Barclays’ report came after reports suggested the consultant in its preliminary observations said some natural gas from the fields of ONGC in the Bay of Bengal might have flown into the adjoining, connected KG-D6 fields of RIL.
It is alleged that RIL had drawn 58.7 billion cubic metres of gas from the wells up to March 31, 2015, out of which 11.9 bcm may belong to ONGC. Migration of hydrocarbons is natural in connected fields, unless the parameters are monitored in production wells in the entire area.
The Delhi high court had last month disposed of an ONGC petition, asking the company to wait for six months for the government to take action on the consultant’s report.
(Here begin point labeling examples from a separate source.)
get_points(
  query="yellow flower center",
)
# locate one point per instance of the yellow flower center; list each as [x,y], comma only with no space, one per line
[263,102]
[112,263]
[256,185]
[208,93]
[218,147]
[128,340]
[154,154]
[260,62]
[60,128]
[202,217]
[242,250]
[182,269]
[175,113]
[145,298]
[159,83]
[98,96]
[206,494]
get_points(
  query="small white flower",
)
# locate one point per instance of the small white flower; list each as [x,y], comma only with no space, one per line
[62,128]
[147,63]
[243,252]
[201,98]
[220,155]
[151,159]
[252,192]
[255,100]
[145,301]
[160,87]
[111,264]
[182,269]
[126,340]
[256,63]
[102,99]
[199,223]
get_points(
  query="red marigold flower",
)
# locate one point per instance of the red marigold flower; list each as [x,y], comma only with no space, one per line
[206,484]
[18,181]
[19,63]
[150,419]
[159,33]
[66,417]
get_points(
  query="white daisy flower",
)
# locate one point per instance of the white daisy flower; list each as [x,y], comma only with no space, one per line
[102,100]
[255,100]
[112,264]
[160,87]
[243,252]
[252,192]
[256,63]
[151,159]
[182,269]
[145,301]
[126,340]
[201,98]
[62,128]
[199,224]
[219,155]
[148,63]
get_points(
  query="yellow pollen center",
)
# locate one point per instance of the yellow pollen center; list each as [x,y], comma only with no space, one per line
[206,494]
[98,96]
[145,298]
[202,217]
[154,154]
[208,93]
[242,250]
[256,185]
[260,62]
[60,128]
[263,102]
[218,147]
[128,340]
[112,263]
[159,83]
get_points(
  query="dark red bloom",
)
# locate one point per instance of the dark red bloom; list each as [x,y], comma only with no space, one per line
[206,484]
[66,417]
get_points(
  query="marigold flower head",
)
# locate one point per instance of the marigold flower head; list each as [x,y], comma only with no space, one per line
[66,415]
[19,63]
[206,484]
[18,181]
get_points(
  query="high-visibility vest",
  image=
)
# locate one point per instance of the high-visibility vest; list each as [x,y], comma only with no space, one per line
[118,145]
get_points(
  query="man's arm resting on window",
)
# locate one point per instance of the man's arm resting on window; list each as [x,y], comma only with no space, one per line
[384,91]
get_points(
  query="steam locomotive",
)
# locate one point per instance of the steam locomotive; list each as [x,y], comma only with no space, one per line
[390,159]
D&M has hinted at connectivity between G-4 and KG-D6, but has so far not said anything on connectivity with KG-D5, said a person close to the development.
RIL has maintained it followed the production sharing contract and drilled all wells within its boundary. According to ONGC, RIL's D6-A5, D6-A9 and D6-A13 wells drilled close to the block boundary may be draining gas from the G-4 field, while the D6-B8 well may be draining gas from DWN-D-1 field of KG-DWN-98/2 block.
Besides, the fields D-1 and D-3 have already produced their maximum (90 per cent) and are on a decline. RIL has invested around Rs 50,000 crore (Rs 500 billion) in development of D1, D3 fields, which went into production in 2009.